El pire en blanco y negro de las películas de los cuarenta-cincuenta.
Pedro Infante y Tony Aguilar vestidos de policías
recorriendo en sus motos el atardecer infinito de México.
Y alguien llora pero no somos nosotros.
Si escucháramos con atención podríamos oír los portazos de la historia o del destino.
Pero nosotros sólo escuchamos los hipos de alguien que llora
en alguna parte.
Y Mario se pone a leer poemas.
Le lee poemas a Darío, la voz de Mario tan hermosa mientras afuera cae la lluvia,
y Darío susurra que le gustan los poetas franceses.
Poetas que sólo él y Mario y yo conocemos.
Muchachos de la entonces inimaginable ciudad de París con los ojos enrojecidos por el
suicidio.
¡Cuánto le gustan!
Como a mí me gustaban las calles de México en 1968.
Tenía entonces quince años y acababa de llegar.

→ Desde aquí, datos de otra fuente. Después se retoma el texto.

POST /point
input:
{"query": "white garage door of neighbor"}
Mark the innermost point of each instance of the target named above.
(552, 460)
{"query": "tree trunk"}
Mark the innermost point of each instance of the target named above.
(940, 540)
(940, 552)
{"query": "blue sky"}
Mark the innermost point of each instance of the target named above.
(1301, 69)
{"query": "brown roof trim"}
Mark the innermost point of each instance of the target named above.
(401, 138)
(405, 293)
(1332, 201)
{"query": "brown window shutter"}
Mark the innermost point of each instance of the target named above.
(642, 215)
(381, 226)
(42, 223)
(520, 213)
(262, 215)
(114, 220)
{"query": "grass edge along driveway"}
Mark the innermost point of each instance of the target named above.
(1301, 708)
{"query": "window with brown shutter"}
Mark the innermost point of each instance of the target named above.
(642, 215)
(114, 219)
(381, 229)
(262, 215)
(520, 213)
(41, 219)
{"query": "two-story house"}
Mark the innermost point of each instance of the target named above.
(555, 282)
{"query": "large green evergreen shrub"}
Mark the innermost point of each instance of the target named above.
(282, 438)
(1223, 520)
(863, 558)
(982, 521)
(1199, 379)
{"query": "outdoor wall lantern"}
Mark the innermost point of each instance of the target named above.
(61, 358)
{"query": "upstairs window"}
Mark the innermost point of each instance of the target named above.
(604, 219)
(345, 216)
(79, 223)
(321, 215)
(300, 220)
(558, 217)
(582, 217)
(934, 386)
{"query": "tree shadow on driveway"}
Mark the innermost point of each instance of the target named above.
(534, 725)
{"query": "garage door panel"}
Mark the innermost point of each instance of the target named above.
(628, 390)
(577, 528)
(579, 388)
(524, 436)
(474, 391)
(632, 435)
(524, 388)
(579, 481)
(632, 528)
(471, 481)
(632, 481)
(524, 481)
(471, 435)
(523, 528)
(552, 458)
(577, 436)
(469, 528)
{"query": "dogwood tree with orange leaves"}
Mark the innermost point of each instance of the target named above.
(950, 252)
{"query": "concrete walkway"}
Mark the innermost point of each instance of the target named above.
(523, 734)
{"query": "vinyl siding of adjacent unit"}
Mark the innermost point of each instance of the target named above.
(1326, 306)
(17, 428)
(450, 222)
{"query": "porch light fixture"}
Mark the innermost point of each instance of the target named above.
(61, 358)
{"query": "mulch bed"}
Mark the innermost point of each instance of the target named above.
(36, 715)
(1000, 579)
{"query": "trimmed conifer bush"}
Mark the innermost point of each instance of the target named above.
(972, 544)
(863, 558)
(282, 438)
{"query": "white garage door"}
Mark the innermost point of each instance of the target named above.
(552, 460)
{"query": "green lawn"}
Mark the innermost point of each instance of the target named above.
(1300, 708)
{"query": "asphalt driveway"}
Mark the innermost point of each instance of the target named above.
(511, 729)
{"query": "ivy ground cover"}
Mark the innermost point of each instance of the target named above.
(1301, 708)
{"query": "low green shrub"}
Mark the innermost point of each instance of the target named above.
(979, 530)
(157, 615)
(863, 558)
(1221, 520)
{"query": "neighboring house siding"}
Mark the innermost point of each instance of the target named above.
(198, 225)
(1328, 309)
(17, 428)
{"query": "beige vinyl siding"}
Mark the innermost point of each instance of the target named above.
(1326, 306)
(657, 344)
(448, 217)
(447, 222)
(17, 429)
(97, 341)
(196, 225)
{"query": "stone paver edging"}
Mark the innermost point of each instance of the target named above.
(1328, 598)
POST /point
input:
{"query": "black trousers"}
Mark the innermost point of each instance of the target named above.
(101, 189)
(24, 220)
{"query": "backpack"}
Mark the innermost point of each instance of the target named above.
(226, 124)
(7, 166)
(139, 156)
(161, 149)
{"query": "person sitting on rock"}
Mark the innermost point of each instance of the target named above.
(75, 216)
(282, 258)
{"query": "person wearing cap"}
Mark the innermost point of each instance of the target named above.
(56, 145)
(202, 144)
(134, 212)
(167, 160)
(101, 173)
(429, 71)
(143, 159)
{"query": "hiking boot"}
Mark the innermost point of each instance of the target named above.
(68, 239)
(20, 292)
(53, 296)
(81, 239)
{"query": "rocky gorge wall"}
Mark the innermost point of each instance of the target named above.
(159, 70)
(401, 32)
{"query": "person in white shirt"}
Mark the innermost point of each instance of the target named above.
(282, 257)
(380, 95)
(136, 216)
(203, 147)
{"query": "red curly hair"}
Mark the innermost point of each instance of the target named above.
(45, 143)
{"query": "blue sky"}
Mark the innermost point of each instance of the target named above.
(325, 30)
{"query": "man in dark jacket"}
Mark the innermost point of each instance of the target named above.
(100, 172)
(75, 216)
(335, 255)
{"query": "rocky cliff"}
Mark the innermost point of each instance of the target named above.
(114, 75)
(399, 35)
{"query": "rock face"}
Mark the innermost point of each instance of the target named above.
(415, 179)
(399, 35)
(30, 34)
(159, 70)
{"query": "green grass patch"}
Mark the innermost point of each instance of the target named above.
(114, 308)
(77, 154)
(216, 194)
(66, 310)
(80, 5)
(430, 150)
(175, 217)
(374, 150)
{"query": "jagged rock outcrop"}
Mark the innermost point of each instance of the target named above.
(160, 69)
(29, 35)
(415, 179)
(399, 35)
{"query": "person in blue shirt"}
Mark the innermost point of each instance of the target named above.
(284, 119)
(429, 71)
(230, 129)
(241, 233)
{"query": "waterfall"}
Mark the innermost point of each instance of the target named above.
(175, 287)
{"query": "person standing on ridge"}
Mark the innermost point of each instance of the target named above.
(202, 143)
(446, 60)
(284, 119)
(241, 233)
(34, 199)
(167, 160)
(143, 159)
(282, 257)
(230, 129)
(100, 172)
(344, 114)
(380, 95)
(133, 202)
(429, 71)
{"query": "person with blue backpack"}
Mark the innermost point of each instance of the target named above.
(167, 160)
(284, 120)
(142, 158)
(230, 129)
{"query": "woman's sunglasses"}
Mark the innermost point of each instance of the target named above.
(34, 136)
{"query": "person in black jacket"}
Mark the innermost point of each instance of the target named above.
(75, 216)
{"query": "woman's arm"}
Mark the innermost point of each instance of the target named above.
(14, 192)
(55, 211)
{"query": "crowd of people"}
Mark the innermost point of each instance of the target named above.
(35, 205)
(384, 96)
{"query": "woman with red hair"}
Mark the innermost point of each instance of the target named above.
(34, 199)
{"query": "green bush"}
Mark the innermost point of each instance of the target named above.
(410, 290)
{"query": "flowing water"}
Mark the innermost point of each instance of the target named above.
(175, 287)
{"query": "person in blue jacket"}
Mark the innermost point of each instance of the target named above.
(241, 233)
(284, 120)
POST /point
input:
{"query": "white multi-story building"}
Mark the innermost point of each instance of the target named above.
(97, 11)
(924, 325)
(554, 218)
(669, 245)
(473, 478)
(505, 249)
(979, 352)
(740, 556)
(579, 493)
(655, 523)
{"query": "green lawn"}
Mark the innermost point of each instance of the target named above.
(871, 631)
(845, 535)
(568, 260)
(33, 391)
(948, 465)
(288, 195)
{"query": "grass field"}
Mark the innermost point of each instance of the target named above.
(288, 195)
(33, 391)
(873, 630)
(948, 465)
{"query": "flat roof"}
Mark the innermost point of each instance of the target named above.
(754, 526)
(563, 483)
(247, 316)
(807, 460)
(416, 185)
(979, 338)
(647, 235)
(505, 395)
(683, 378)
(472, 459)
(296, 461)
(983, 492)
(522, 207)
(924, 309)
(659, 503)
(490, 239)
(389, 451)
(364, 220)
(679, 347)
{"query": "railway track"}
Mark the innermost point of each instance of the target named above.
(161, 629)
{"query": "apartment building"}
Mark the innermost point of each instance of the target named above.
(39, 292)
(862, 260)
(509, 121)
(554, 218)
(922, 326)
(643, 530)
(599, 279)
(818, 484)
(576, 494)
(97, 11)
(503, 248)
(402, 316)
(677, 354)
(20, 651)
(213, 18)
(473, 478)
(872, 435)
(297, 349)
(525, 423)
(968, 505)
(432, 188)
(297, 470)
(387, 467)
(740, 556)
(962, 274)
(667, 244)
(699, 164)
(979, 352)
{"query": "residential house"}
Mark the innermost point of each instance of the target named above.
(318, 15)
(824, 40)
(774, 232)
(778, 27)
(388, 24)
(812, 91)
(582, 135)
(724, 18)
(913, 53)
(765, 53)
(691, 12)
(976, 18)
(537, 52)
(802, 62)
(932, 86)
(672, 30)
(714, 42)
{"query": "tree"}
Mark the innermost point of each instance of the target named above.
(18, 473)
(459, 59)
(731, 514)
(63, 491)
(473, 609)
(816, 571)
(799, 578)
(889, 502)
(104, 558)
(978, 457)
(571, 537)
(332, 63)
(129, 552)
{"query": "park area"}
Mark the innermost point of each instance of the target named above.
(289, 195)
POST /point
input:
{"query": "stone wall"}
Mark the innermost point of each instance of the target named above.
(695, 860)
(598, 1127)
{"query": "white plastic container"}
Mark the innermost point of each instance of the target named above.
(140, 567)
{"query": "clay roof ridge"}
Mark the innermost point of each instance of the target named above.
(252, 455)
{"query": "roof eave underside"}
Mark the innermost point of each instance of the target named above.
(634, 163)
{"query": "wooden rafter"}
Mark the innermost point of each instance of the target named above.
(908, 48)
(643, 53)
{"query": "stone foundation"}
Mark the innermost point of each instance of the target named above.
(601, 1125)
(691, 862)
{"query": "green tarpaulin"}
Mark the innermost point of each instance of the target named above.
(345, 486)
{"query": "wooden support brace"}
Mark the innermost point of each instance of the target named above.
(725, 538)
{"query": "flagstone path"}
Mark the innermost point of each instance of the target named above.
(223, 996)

Era un emigrante de quince años pero las calles de México lo primero que me dicen es
que allí todos somos emigrantes, emigrantes del Espíritu.
Ah, las hermosas, las nunca demasiado ponderadas, las terribles
calles de México colgando del abismo
mientras las demás ciudades del mundo
se hunden en lo uniforme y silencioso.
Y los muchachos, los valientes muchachos homosexuales estampados como santos
fosforescentes en todos estos años, desde 1968 hasta 1976.
Como en un túnel del tiempo, el hoyo que aparece donde menos te lo esperas,
el hoyo metafísico de los adolescentes maricas que se enfrentan
−¡más valientes que nadie!− a la poesía y a la adversidad.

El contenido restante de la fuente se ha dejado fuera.